Durante o evento, autoridades discutiram os desafios impostos por grupos classificados como ultraviolentas na atualidade.
O procurador-geral de Justiça do Rio, Antonio José Campos Moreira, destacou que a nova legislação simboliza uma resposta direta ao avanço de facções.
Esses grupos, segundo o chefe do órgão, ultrapassaram a prática comum de delitos para exercer um verdadeiro domínio territorial e social sobre diversas comunidades fluminenses.

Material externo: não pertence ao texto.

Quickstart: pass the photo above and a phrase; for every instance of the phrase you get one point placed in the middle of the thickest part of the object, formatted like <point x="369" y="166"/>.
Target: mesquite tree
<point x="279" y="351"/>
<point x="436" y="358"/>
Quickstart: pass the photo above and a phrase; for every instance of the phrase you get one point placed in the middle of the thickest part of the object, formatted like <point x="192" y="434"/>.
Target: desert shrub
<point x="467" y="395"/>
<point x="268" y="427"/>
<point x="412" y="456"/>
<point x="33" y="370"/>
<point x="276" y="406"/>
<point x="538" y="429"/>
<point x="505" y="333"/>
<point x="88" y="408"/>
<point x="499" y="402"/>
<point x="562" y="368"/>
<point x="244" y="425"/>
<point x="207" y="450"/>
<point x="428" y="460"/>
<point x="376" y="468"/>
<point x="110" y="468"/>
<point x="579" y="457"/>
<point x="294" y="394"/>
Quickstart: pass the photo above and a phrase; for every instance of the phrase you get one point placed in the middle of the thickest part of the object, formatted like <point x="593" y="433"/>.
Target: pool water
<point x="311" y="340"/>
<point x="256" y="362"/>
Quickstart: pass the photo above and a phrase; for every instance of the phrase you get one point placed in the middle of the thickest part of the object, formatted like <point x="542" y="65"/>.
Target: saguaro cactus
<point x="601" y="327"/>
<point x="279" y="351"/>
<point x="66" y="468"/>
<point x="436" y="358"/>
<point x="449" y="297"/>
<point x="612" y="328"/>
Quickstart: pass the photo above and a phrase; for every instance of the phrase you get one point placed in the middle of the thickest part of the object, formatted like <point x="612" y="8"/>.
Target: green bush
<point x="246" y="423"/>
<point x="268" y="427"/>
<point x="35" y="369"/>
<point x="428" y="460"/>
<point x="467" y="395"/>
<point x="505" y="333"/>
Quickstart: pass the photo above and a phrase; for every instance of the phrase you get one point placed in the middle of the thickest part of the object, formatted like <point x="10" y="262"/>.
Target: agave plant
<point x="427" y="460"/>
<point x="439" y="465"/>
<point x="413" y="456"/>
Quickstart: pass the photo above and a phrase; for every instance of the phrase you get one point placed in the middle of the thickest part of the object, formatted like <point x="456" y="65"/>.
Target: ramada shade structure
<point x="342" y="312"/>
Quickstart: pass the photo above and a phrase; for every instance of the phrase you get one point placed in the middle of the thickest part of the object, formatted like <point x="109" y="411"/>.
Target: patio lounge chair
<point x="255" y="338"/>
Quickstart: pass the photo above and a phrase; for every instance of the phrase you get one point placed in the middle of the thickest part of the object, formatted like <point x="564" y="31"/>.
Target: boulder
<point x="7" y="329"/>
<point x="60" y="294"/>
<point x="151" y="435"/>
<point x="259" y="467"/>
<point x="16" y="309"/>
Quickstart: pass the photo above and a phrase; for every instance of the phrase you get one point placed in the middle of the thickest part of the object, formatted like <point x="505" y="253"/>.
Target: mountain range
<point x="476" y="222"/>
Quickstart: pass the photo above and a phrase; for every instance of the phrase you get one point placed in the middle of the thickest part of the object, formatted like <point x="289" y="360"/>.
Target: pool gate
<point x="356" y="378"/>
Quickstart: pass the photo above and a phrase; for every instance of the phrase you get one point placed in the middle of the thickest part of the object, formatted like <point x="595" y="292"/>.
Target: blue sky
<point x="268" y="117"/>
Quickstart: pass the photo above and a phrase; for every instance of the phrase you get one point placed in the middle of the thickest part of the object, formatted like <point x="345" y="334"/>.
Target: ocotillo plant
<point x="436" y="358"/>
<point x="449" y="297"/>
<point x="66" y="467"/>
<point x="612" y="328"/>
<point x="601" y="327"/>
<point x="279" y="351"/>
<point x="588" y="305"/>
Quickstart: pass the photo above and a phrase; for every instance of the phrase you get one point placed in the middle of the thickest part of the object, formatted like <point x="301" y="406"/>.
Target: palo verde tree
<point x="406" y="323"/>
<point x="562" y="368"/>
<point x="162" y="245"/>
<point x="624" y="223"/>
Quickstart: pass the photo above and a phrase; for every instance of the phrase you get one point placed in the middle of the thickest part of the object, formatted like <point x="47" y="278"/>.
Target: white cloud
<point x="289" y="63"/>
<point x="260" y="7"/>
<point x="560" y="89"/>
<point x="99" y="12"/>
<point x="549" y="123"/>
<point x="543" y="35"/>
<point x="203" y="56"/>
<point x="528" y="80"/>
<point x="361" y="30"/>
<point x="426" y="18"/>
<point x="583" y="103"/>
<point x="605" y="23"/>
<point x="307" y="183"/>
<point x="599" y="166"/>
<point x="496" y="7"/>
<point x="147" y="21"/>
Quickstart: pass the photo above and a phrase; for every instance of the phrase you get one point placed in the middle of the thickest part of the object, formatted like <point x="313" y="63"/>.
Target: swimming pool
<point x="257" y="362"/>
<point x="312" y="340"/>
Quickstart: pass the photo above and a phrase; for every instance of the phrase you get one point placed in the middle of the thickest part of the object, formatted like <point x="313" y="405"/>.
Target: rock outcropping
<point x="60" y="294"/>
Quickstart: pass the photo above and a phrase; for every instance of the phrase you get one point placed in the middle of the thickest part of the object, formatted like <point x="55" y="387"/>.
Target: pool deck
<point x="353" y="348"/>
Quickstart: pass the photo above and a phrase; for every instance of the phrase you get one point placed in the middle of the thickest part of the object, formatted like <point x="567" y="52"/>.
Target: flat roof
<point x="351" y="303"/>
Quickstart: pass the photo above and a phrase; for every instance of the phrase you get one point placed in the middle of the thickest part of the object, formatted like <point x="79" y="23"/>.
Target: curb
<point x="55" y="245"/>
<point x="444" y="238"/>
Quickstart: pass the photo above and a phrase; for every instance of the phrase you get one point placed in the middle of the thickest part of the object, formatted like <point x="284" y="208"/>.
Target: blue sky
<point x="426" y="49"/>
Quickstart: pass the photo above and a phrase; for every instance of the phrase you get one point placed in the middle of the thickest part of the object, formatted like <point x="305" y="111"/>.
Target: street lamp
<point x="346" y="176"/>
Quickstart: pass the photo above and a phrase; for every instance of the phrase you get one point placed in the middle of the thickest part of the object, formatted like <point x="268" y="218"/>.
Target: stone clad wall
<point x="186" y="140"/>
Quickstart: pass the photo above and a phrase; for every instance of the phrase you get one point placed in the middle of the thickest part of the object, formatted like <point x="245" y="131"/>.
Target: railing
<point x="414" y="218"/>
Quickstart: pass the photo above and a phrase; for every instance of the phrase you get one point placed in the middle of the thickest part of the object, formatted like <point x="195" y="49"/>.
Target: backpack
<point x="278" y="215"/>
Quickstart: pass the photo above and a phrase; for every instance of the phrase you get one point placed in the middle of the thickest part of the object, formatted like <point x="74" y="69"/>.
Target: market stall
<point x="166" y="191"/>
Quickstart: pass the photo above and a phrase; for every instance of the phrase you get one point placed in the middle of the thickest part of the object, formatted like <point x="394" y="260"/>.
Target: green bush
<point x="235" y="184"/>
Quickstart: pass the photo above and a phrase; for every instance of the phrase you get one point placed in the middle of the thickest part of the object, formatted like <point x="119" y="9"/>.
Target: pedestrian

Conforme avaliou o procurador, a lei antifacção fornece recursos inéditos para lidar com quadrilhas que restringem direitos fundamentais da população.
Além disso, essas organizações exploram economicamente regiões inteiras.
Para Moreira, torna-se essencial que o Ministério Público estabeleça entendimentos padronizados acerca da norma.
Isso garante uma resposta institucional mais firme e coesa contra o avanço da criminalidade.
Desafios na segurança pública
Por sua vez, o assessor-chefe da Assessoria Criminal do MPRJ, Alexandre Araripe Marinho, ressaltou a relevância de uma interpretação integrada dos dispositivos legais.
Para o procurador de Justiça, a mutação constante na dinâmica do crime organizado exige uma atuação coordenada de todos os setores envolvidos.